District officials said no single incident or surge of complaints prompted the policy. Instead, the code culminates an effort that started nearly two years ago with Agoura High School to curb a nascent gang problem and to create an educational climate free of distractions and disruptions.

Joseph Nardo, district coordinator of curriculum and instruction and author of the code, said it gives formal backing for what is already standard practice for school administrators: dressing down students who wear clothing considered offensive or disruptive of the learning environment.

“The policy has just brought into more clear focus what administrators have done all along,” he said.

The new policy charges teachers and principals with deciding whether an article of clothing violates the code. Students will be asked to turn offending T-shirts inside out or will be sent home to change.

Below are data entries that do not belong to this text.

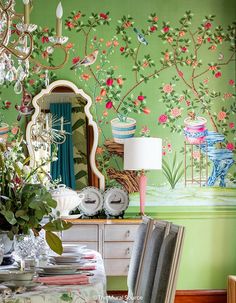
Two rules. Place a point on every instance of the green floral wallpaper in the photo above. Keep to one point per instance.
(160, 69)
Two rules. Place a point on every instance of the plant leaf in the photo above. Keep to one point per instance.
(54, 242)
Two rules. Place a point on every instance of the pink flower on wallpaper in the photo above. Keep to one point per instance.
(207, 25)
(109, 105)
(69, 45)
(162, 118)
(103, 16)
(77, 16)
(70, 24)
(45, 39)
(188, 102)
(196, 155)
(145, 130)
(108, 44)
(103, 92)
(166, 29)
(99, 99)
(176, 112)
(170, 39)
(181, 33)
(31, 81)
(153, 28)
(119, 81)
(146, 110)
(181, 98)
(221, 115)
(105, 113)
(199, 40)
(127, 24)
(167, 88)
(75, 60)
(213, 47)
(7, 104)
(115, 43)
(228, 96)
(85, 77)
(109, 82)
(213, 67)
(218, 74)
(230, 146)
(141, 98)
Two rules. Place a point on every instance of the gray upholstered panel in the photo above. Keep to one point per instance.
(163, 268)
(150, 263)
(136, 257)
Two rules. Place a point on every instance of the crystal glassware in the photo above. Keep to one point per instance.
(24, 249)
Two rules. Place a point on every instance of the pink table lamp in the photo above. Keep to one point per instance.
(142, 154)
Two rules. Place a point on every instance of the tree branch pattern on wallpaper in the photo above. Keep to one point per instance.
(188, 62)
(188, 56)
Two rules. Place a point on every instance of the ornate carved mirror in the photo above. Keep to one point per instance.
(62, 119)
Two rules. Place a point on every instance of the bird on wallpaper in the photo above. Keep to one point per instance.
(86, 61)
(221, 56)
(140, 37)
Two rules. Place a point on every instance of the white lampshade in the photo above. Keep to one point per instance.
(59, 11)
(142, 153)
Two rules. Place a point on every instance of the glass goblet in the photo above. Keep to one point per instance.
(24, 248)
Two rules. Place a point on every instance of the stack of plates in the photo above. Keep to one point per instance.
(71, 255)
(14, 279)
(54, 270)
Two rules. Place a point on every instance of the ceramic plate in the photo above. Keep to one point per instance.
(73, 248)
(14, 285)
(92, 202)
(59, 269)
(71, 217)
(116, 201)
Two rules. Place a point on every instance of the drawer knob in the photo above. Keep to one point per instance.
(128, 251)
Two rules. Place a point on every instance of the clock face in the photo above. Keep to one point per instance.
(92, 202)
(116, 201)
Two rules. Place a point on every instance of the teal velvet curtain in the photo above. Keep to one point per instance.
(64, 167)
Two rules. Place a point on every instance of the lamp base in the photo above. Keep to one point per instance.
(142, 191)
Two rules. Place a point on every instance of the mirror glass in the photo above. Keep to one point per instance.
(62, 125)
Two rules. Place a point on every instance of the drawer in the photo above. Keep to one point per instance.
(118, 250)
(89, 245)
(116, 267)
(120, 232)
(81, 233)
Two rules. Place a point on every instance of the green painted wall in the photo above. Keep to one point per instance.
(208, 252)
(209, 248)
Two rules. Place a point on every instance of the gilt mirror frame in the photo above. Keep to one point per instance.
(100, 182)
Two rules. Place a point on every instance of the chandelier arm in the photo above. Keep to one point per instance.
(7, 28)
(5, 8)
(18, 55)
(48, 67)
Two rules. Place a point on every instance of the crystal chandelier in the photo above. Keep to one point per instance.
(16, 50)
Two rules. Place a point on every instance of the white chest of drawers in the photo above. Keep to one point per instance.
(112, 238)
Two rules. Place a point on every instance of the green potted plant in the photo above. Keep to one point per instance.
(4, 129)
(25, 199)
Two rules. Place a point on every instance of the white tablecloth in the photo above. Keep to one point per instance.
(95, 292)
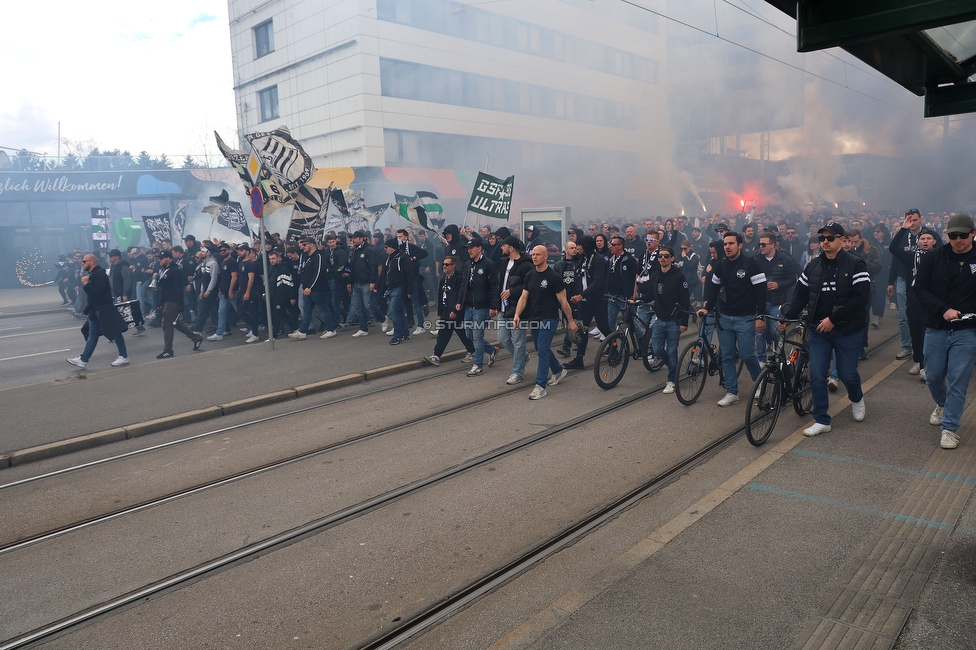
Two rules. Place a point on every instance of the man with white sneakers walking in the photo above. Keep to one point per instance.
(835, 288)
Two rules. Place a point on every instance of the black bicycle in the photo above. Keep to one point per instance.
(697, 362)
(785, 377)
(617, 349)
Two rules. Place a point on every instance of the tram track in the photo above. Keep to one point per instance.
(464, 595)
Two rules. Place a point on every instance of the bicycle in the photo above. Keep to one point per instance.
(785, 377)
(615, 352)
(697, 362)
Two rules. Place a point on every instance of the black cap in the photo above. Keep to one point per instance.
(833, 227)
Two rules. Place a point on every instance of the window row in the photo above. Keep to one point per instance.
(473, 24)
(442, 86)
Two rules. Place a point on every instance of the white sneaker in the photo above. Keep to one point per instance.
(729, 400)
(816, 429)
(555, 379)
(950, 439)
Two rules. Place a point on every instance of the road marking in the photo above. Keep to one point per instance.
(63, 329)
(36, 354)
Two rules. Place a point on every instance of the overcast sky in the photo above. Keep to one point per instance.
(124, 74)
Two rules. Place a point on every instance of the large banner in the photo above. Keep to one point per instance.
(492, 196)
(157, 228)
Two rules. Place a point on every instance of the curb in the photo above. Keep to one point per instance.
(117, 434)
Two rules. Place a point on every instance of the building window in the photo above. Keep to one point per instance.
(268, 100)
(263, 39)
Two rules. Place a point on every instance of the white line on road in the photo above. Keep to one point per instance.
(63, 329)
(36, 354)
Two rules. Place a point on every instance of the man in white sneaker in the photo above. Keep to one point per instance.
(945, 285)
(835, 288)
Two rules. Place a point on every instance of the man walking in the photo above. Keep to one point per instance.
(946, 286)
(170, 283)
(544, 294)
(835, 288)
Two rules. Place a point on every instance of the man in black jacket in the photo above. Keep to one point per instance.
(835, 288)
(515, 263)
(449, 320)
(945, 284)
(171, 289)
(103, 317)
(481, 302)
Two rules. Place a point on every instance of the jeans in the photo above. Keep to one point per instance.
(319, 303)
(513, 339)
(542, 339)
(93, 333)
(901, 299)
(397, 314)
(223, 311)
(664, 339)
(846, 348)
(738, 332)
(949, 359)
(362, 305)
(474, 327)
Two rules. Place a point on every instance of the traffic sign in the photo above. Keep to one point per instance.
(257, 202)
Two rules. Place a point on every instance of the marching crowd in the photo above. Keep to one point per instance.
(841, 274)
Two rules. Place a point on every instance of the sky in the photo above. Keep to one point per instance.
(117, 74)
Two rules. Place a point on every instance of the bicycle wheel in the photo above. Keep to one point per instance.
(802, 396)
(762, 411)
(612, 358)
(692, 373)
(646, 356)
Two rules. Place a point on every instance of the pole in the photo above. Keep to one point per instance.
(267, 283)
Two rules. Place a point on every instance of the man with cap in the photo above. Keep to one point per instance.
(835, 288)
(482, 300)
(511, 272)
(945, 284)
(900, 277)
(171, 287)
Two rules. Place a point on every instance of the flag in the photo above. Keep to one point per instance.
(179, 220)
(415, 208)
(275, 195)
(492, 196)
(227, 213)
(157, 227)
(283, 158)
(309, 214)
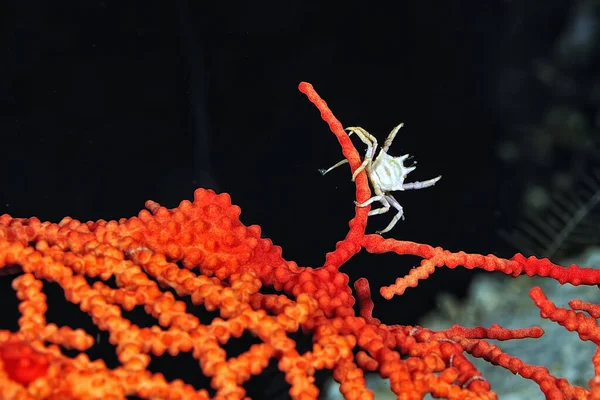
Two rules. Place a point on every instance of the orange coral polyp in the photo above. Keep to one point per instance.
(225, 264)
(22, 363)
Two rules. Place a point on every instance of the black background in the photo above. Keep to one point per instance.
(104, 105)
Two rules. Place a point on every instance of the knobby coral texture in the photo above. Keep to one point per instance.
(202, 251)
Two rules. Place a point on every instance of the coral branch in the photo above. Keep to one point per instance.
(201, 252)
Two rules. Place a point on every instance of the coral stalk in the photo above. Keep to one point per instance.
(201, 251)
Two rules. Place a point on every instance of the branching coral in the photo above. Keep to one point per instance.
(201, 250)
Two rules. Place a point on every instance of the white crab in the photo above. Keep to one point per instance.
(386, 174)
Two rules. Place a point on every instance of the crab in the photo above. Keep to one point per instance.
(386, 174)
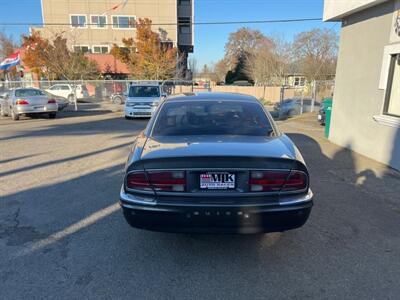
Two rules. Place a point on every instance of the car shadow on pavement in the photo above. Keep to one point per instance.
(88, 126)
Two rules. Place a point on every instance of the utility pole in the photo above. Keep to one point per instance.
(314, 95)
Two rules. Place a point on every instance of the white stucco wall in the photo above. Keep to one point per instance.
(358, 97)
(336, 9)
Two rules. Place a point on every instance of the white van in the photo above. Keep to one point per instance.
(143, 99)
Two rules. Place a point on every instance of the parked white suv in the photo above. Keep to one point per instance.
(143, 99)
(67, 91)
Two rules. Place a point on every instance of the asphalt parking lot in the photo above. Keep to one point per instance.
(62, 234)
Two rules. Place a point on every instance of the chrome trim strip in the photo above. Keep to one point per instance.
(151, 202)
(134, 199)
(290, 200)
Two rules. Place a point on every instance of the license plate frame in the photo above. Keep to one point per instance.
(217, 181)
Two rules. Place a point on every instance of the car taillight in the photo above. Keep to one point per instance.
(276, 181)
(168, 181)
(138, 181)
(297, 180)
(174, 181)
(22, 102)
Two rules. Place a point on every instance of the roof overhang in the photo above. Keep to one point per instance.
(335, 10)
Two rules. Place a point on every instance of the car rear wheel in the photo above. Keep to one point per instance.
(14, 116)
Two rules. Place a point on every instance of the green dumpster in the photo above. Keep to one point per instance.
(328, 115)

Under the code, T-shirts sporting the likes of Spuds Mackenzie--the Budweiser beer mascot--Corona beer bottles and other liquor or tobacco products are prohibited. One teacher cited a Guns N’ Roses T-shirt depicting a naked woman as an example of attire that would also come under fire.

But some teachers and many students labeled the new policy vague at best and an infringement of freedom of expression at worst.

“The overall code is so general and so inclusive,” said John Reich, a social studies teacher at Calabasas High School. “What is racially offensive? What is too revealing?”

He said the code paves the way for subjective judgments and inconsistent or selective enforcement by teachers and administrators.


Meredith Heckler, 16, senior class president at Calabasas, said students perceive the move as another step in the erosion of students’ freedom.

“Everyone is generally very unhappy with it. They think that it’s just another thing that the administrators are doing to have control over us,” she said. “It leaves it up to the administration.”

But school officials said the code was deliberately left broad to permit flexibility as fashions change and as gang symbols, such as baseball caps of certain teams, become passe.

“We want it to stand the test of time rather than the test of fashion,” Nardo said. “Some people might think it too vague, but on the other hand, you can’t write enough words to cover every incident.”


He acknowledged that determining violations of the code would be a “judgment call” but added that administrators from the district’s secondary schools would meet four times this year to harmonize their approach.

An attorney with the state Department of Education said the state Education Code includes a provision allowing schools to prohibit material that can lead to “the substantial disruption of the orderly operation of the school.”

“You can have more restriction of student speech on school grounds than you would otherwise, . . . because the schools have a duty to maintain control and safety on the school grounds,” the attorney said.

On the Agoura High School campus, though, several students objected to the code, calling dress a matter of individual choice.


“This being a public school, we’re here for our education, and they’re here to teach us. What we wear should not be an issue,” said senior Sean Corey Nessen, 17, whose trousers sported a pair of handcuffs that he said bothered some faculty members last year.

“People should be able to wear what they want,” agreed Scott Walker, 16. “It’s freedom of expression.”